Moissac a voté pour dire son contentement. Car ce vote du 15 mars est bien un vote d’adhésion au maire et à la politique du RN. Quelque 62% des électeurs ont de son action municipale une lecture simpliste: tout ce qui va bien est à mettre au crédit de R Lopez. Tout ce qui gêne, fâche ou inquiète est la faute des autres…des autres institutions, de l’Etat, de l’Europe, mais aussi des voisins, et bien sûr des immigrés.
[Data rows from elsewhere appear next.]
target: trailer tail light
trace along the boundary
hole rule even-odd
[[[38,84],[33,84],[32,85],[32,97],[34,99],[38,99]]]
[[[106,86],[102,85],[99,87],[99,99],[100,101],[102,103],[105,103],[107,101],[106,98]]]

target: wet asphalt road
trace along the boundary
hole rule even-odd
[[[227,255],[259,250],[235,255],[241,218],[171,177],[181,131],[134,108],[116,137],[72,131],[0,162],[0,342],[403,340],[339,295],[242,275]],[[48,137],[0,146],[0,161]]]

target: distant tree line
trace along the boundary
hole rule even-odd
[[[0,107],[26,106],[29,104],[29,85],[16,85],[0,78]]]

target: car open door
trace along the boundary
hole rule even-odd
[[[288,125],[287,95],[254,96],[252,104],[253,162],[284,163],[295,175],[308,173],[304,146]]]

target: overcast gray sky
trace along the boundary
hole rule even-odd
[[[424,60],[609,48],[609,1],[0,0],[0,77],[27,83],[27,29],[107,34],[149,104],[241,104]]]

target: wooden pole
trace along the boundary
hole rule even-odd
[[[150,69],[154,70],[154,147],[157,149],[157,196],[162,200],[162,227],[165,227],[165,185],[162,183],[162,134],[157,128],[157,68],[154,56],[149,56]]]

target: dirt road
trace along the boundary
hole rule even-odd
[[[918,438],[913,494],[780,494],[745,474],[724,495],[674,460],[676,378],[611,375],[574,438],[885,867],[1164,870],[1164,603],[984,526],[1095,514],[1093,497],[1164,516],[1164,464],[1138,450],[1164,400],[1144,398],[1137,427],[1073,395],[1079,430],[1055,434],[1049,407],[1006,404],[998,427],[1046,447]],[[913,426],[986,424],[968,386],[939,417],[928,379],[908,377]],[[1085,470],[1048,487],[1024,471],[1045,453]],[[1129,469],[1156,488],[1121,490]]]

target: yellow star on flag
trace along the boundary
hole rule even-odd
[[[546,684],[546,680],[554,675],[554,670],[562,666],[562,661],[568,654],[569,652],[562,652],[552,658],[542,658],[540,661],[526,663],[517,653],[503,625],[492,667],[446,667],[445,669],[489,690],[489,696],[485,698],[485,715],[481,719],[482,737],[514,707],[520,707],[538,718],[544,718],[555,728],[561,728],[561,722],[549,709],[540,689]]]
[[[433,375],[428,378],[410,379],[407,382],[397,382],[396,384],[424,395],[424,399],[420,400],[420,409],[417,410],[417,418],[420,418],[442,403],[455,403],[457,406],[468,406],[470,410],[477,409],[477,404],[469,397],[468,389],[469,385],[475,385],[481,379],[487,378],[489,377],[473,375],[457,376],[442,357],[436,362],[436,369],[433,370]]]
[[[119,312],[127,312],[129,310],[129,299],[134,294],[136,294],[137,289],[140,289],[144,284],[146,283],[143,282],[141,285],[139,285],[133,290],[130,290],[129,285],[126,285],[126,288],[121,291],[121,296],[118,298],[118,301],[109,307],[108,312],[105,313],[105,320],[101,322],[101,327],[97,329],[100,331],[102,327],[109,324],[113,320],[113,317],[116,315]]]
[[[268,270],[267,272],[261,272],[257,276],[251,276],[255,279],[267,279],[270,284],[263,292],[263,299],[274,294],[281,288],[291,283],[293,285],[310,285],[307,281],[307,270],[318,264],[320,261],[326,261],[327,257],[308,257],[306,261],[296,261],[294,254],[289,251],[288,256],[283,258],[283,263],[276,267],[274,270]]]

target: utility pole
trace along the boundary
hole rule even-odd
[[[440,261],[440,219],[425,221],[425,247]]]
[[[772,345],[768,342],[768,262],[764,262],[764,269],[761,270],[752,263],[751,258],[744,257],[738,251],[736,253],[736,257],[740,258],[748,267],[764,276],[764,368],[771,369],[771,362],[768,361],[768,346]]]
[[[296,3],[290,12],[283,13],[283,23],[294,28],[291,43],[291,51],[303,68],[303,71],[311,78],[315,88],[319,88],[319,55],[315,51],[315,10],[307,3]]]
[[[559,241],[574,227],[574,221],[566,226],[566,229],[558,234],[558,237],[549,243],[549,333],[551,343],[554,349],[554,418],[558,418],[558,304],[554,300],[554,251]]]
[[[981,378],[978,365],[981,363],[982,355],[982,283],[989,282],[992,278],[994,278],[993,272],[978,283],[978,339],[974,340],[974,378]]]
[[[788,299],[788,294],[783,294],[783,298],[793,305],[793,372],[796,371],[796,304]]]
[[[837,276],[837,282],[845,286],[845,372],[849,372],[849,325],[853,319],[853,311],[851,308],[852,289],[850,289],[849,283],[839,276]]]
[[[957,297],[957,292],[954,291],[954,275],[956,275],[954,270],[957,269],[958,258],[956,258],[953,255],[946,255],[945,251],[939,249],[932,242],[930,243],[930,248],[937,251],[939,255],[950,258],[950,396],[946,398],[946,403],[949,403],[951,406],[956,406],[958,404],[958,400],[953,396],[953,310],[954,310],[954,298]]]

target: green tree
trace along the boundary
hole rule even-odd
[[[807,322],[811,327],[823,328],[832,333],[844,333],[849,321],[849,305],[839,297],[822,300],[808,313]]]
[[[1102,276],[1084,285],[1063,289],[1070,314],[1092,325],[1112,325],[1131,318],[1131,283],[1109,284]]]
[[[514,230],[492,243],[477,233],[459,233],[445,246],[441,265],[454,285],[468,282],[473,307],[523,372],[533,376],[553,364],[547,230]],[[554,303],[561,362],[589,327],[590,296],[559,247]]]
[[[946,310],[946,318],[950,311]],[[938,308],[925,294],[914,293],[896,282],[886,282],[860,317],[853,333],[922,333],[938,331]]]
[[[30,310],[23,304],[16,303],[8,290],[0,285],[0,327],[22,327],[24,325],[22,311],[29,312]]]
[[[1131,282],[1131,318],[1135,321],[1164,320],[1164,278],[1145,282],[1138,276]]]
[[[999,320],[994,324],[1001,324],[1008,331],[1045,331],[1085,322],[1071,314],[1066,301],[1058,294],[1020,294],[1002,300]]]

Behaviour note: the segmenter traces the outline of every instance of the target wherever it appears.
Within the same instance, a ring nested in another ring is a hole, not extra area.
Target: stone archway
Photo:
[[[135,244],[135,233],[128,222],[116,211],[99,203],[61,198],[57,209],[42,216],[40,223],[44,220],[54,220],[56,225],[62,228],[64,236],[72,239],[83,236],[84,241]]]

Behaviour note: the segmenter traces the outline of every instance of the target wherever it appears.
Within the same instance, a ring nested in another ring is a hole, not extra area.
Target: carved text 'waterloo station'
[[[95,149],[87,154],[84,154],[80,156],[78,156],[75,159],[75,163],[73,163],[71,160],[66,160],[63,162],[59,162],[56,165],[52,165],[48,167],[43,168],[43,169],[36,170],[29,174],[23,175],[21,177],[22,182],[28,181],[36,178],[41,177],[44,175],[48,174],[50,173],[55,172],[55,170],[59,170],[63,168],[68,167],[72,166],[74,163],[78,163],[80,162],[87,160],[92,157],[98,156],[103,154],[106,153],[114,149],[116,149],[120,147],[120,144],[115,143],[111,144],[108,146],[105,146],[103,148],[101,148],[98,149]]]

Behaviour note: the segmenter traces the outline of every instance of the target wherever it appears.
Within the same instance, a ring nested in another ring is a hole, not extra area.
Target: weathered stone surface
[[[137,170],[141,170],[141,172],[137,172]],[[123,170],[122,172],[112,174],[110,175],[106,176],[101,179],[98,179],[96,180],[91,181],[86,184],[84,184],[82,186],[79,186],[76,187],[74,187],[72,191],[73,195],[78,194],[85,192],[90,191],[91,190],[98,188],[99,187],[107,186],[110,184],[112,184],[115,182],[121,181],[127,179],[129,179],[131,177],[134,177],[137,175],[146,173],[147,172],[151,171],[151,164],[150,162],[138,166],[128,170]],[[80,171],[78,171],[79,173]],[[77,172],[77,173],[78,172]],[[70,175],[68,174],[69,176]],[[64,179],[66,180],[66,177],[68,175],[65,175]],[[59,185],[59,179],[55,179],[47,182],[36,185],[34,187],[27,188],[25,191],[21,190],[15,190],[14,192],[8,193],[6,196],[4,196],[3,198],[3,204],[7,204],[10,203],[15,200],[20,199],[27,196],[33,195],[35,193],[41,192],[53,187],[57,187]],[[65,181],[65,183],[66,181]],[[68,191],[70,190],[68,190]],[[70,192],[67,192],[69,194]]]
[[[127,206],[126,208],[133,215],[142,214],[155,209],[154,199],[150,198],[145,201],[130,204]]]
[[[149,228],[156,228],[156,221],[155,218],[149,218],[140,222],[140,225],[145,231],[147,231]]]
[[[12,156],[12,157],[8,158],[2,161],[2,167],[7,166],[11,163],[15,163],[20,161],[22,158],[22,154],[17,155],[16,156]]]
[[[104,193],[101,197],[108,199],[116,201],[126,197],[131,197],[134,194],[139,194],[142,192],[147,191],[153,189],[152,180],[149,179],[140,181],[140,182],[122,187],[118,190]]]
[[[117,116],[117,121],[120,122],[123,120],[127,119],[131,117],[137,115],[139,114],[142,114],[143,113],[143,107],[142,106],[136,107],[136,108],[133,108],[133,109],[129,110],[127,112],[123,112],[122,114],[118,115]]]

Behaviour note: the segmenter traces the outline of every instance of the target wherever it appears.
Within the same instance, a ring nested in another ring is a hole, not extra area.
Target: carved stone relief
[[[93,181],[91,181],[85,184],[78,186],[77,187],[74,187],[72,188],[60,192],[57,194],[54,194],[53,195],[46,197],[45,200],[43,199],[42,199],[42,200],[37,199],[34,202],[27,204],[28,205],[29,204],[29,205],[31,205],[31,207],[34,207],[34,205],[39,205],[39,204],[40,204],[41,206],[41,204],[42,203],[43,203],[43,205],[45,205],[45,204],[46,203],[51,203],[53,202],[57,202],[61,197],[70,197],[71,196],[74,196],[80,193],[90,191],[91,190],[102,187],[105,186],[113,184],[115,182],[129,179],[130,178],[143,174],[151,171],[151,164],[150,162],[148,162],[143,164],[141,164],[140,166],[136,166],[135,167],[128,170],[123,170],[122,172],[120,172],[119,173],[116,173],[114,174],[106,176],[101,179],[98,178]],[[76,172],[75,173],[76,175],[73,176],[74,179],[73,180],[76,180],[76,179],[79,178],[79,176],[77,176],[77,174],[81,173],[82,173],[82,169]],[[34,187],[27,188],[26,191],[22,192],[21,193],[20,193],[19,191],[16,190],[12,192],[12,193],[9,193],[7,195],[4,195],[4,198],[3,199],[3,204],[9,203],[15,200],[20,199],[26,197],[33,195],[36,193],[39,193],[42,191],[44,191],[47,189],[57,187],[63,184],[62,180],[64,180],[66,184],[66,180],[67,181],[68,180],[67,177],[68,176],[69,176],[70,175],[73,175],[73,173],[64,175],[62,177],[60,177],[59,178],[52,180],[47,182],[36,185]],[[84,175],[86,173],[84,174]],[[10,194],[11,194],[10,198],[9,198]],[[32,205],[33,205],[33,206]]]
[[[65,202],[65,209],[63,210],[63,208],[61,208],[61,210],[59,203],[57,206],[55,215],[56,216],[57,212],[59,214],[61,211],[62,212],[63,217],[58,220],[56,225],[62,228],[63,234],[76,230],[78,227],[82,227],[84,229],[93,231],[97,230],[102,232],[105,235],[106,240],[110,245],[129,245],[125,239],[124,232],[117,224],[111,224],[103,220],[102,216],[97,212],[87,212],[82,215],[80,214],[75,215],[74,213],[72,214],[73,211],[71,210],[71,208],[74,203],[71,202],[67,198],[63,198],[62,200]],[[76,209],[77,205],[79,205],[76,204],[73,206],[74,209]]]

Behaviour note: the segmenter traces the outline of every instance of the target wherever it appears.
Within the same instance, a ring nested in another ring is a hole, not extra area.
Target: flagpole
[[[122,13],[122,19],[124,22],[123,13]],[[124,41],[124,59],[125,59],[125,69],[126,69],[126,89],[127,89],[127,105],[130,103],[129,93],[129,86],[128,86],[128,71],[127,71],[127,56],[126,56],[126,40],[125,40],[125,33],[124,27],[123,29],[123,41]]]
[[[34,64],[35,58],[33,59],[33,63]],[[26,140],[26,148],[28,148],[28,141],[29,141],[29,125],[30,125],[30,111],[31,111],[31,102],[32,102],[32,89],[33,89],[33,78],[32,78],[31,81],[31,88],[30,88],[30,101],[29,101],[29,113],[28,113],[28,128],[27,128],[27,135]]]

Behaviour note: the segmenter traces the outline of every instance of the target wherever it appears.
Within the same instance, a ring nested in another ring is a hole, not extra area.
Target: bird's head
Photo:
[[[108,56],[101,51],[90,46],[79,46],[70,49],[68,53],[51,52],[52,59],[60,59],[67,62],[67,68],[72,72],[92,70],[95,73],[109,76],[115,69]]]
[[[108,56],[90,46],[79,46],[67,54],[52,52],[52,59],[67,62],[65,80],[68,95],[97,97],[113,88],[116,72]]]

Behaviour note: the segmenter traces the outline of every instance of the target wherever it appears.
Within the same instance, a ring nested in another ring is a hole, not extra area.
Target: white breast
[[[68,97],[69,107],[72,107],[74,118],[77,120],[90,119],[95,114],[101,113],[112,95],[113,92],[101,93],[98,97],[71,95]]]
Ce narratif est imparable. Les oppositions se seraient-elles rassemblées qu’elles n’auraient pas fait beaucoup plus de voix. Les électeurs donnent quitus à ce maire pour peu qu’ils les berce de quelques formules magiques. L’art du dire en l’absence de faire. On est là dans un phénomène qui échappe aux critères rationnels. C’est le propre des régimes autoritaires où le chef apparait à la fois comme le père, le guide ou le gourou. Cet enchantement n’est fort heureusement pas éternel. Mais pour l’heure, et pas qu’à Moissac, il opère et opérera jusqu’au moment où un incident imprévisible le réduira à ce qu’il est : une grande illusion.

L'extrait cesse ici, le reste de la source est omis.